La technique classique s’accompagnait aussi d’une hospitalisation de 10 à 15 jours, un délai ramené de 4 à 7 jours avec l’endoscopie. « Passer via le vagin semble diminuer encore ce temps d’hospitalisation. Cela semble aussi moins douloureux et provoquer moins d’usage d’anti-douleurs morphiniques, qui provoquent notamment un ralentissement du transit intestinal, ce qui provoque un désagrément incontestable. Certaines patientes semblent même pouvoir ressortir de l’hôpital après un seul jour ».

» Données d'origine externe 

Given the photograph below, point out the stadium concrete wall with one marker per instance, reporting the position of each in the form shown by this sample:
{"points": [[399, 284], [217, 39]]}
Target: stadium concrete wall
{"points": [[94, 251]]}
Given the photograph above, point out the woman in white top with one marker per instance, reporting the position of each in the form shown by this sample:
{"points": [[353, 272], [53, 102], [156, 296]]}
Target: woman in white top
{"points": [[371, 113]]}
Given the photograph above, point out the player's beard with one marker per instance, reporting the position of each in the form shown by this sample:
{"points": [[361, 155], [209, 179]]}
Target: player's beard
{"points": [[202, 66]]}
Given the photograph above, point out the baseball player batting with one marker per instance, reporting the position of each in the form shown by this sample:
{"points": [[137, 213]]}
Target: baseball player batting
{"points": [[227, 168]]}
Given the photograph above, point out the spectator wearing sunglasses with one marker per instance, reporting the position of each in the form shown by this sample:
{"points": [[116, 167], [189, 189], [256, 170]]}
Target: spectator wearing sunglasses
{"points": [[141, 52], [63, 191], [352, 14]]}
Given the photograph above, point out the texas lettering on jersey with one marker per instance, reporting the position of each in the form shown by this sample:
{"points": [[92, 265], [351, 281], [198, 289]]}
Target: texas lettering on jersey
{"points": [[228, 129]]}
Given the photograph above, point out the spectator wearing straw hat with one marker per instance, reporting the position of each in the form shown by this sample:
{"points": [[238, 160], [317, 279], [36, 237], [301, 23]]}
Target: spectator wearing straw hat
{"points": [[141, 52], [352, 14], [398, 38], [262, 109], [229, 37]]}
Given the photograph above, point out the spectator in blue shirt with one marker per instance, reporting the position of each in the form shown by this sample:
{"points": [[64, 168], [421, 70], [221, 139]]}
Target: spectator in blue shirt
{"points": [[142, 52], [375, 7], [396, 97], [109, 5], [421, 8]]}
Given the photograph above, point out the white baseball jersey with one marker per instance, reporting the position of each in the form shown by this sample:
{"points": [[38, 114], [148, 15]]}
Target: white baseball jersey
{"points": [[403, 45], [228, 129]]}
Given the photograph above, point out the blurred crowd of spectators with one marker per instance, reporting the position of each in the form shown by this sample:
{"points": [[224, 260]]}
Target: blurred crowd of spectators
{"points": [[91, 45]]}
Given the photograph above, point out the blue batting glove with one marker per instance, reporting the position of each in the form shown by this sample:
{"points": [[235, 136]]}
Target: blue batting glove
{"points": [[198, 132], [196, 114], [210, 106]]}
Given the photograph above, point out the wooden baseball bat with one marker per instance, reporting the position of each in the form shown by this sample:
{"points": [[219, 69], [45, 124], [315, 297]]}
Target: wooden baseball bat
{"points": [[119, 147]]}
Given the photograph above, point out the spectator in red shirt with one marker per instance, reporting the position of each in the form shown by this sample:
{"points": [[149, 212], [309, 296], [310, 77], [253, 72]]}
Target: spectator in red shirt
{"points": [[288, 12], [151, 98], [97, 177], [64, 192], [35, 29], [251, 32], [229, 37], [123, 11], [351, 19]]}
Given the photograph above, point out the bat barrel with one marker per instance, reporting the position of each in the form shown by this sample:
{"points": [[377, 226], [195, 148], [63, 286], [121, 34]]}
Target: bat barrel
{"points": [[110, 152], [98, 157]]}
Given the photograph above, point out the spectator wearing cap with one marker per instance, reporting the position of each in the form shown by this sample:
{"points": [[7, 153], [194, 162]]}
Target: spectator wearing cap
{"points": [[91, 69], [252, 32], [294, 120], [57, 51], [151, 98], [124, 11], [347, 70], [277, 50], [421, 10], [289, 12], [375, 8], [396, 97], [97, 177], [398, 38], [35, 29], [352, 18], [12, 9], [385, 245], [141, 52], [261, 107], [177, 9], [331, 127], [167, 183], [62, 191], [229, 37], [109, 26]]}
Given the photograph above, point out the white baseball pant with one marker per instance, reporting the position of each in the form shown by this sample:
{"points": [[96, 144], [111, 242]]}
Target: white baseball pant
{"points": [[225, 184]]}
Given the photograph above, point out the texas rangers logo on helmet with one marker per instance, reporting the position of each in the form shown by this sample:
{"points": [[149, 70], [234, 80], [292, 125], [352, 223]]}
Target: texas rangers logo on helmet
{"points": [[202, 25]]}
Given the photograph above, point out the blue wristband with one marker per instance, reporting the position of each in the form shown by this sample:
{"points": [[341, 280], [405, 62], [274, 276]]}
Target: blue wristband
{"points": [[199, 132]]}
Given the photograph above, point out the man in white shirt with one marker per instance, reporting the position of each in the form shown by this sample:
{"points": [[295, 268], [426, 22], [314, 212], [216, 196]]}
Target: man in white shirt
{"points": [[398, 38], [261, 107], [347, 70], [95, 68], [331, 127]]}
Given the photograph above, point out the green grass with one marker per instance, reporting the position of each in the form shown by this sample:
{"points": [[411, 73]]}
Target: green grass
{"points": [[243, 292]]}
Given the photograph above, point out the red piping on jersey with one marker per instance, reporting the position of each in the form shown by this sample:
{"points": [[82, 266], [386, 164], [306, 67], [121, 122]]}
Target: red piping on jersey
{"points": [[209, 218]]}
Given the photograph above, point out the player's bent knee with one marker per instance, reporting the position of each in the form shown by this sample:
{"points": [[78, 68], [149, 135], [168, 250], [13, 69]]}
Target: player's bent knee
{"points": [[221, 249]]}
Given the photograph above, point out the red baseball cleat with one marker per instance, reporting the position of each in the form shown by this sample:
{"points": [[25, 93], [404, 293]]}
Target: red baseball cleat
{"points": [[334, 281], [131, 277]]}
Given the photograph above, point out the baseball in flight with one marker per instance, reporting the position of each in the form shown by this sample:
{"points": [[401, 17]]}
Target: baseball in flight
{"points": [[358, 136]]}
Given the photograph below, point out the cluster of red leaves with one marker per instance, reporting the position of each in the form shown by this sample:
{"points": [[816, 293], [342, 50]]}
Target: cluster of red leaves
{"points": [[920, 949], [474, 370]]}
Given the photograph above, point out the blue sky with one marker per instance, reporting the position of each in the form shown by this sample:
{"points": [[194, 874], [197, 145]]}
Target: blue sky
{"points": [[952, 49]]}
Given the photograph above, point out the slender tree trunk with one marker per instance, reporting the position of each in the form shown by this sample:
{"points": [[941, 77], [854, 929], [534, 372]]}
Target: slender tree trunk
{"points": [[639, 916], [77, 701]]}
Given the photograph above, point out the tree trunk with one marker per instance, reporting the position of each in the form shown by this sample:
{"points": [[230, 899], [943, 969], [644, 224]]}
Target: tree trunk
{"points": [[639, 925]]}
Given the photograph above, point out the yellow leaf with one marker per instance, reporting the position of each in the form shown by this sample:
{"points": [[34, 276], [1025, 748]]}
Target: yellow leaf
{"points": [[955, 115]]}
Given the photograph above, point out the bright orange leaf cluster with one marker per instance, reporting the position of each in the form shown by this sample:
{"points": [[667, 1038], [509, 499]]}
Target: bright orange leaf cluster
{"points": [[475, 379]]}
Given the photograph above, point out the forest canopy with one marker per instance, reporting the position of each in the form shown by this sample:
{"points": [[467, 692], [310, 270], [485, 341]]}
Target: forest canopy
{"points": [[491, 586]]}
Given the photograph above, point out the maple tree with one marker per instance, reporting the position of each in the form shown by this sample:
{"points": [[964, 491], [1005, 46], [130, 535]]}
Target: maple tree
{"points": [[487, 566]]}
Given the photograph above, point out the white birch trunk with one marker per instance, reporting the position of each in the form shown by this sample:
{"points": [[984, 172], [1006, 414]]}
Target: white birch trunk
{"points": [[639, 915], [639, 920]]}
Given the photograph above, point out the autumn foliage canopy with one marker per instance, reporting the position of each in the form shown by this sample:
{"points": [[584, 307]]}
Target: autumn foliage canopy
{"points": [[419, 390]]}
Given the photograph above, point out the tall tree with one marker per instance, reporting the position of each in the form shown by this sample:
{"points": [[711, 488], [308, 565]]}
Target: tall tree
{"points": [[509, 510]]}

La cicatrice peut-être pas si importante

Alors, un progrès incontestable ? « Il faut rester prudent : des équipes espagnoles, françaises et américaines l’ont déjà testé, mais il est nécessaire de faire une vraie étude où, par tirage au sort, la moitié des patientes seront traitées avec cette technique innovante et l’autre avec la méthode coelioscopique avant de conclure que les bienfaits sont supérieurs à d’éventuels risques non identifiés. En Belgique, seules 10% des 400 greffes rénales annuelles se font avec des donneurs vivants. A ma connaissance, la technique n’a pas été expérimentée dans notre pays et sa situation dans le peloton de tête des greffes prélevées sur des donneurs décédés, grâce à une loi qui présume que chacun est donneur, ne permettra sans doute pas à nos équipes de jouer un rôle pionnier dans ce domaine. Par ailleurs, l’impact de cette technique sur la décision d’une femme de donner un de ses reins pour sauver un proche doit encore être évalué, mais risque de ne pas jouer un rôle majeur ».

Le principe

Une incision au fond du vagin

Le premier temps de l’intervention est semblable à celui d’une ablation de rein classique. Le chirurgien effectue quatre trous dans la paroi abdominale au niveau du rein. Des tubes chirurgicaux appelés trocarts servent à faire passer une minicaméra et des instruments chirurgicaux. Grâce à eux, le rein est détaché des vaisseaux et de la peau qui le rattachent à la paroi abdominale.

La patiente est mise en position gynécologique, jambes repliées. Une incision est pratiquée tout au fond du vagin, au niveau du col de l’utérus. C’est de là que l’on va faire entrer un sac d’extraction dans l’abdomen . Le rein est alors mis dans le sac. Il ne reste plus qu’à l’extraire par le vagin.